Dr. Agnes Abuom, moderator of the World Council of Churches Central Committee, offered a speech entitled “A Clarion Christian Call to Justice and Peace: Ending Global Inequality and Climate injustice” at the Justice Conference in Oslo, Norway on 9 November.
The Justice Conference is a global platform for the faith and justice community hosted in countries across the globe.
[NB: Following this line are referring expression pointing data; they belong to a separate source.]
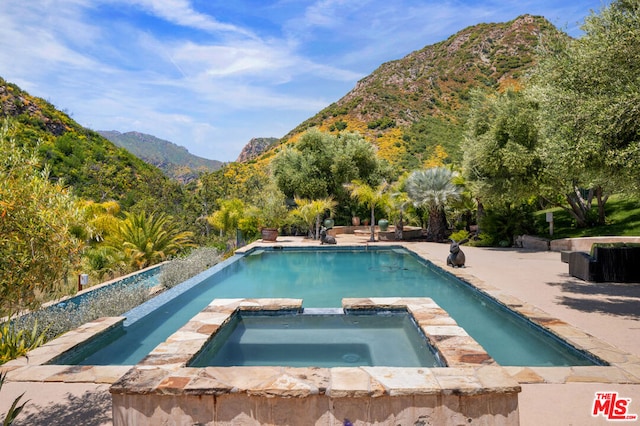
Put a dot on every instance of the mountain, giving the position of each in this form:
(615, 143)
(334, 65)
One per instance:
(92, 166)
(254, 148)
(414, 108)
(174, 160)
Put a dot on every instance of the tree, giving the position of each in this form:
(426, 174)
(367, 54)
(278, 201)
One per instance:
(319, 164)
(371, 197)
(227, 217)
(311, 212)
(433, 188)
(146, 240)
(589, 92)
(501, 163)
(39, 226)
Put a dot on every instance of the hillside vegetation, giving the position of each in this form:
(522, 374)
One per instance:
(409, 107)
(88, 163)
(174, 160)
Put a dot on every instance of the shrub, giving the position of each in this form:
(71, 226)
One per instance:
(502, 225)
(60, 318)
(15, 342)
(179, 270)
(15, 409)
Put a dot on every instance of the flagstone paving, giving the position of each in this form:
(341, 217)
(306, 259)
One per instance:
(600, 318)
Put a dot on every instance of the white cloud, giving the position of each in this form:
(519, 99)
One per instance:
(180, 12)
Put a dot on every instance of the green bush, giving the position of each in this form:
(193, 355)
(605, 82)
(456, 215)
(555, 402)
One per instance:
(15, 409)
(15, 342)
(501, 226)
(110, 301)
(179, 270)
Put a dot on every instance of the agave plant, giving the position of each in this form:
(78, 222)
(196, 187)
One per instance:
(15, 343)
(15, 409)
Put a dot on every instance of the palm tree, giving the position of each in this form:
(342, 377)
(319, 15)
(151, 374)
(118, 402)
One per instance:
(433, 189)
(369, 196)
(227, 218)
(311, 211)
(146, 240)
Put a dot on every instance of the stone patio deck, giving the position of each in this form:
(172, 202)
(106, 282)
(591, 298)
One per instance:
(601, 318)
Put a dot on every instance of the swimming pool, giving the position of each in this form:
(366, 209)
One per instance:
(319, 340)
(322, 277)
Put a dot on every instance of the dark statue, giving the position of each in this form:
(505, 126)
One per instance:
(456, 256)
(326, 239)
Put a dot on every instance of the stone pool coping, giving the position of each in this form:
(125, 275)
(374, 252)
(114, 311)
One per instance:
(470, 369)
(624, 367)
(471, 387)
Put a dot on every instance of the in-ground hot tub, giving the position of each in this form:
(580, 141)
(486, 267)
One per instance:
(328, 339)
(163, 388)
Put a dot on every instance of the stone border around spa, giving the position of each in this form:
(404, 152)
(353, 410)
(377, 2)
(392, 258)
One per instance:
(623, 368)
(471, 387)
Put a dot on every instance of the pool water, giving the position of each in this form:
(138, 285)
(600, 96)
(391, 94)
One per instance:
(322, 278)
(332, 340)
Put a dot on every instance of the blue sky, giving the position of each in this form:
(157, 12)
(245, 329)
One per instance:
(211, 74)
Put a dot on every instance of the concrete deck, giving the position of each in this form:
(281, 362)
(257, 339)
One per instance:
(609, 312)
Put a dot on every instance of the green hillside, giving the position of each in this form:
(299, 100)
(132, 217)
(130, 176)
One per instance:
(174, 160)
(91, 165)
(410, 106)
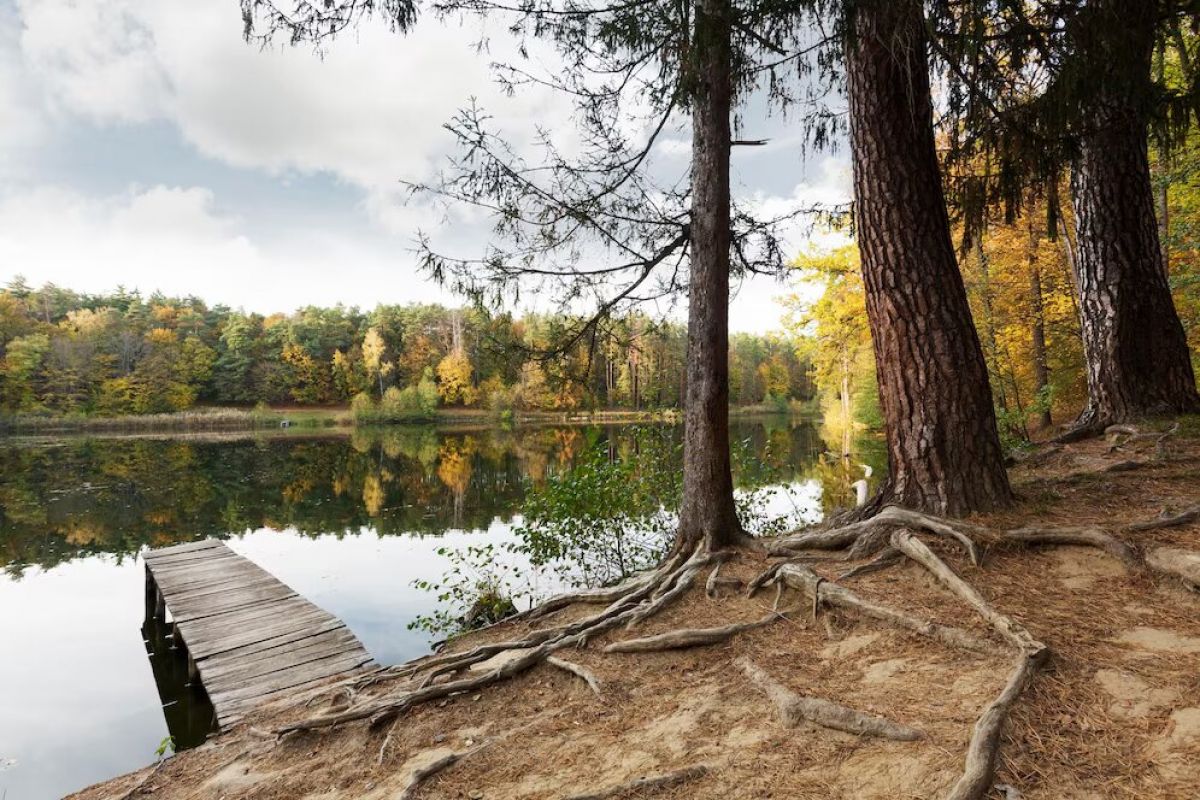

One of the world’s largest biblical and social justice conferences, it brings together speakers and artists into gatherings designed to catalyze emerging works of justice around the world.
Abuom noted the importance and reality of people’s narratives of pain and suffering that often are left out of statistical reports.
“My presentation seeks to underline the fact that inequalities arise due to human greed, systems and policies skewed towards the powerful and a culture of non-sustainable resource extraction and utilization,” she said. “The substantial variations in the magnitude of rising inequality across regions, suggests that inequality is not just a consequence of globalization but also depends on the existing policies and institutions.”
The current global economic, political and military architecture is such that it is exclusive, insensitive and dehumanizing for many groups of people and nations, continued Abuom.
“Never before has the world experienced such levels of global inequality,” she said. “The rapid rise in extreme economic inequality is a direct threat to the fight for gender equality and women’s rights.”
Abuom also noted that global warming has been caused by economic development interventions that benefit a few nations and people. “The poor are the worst affected by environmental degradation,” she said. “They have the highest exposure to pollution; the world’s highest mortality rates in children are attributed to drinking dirty water.”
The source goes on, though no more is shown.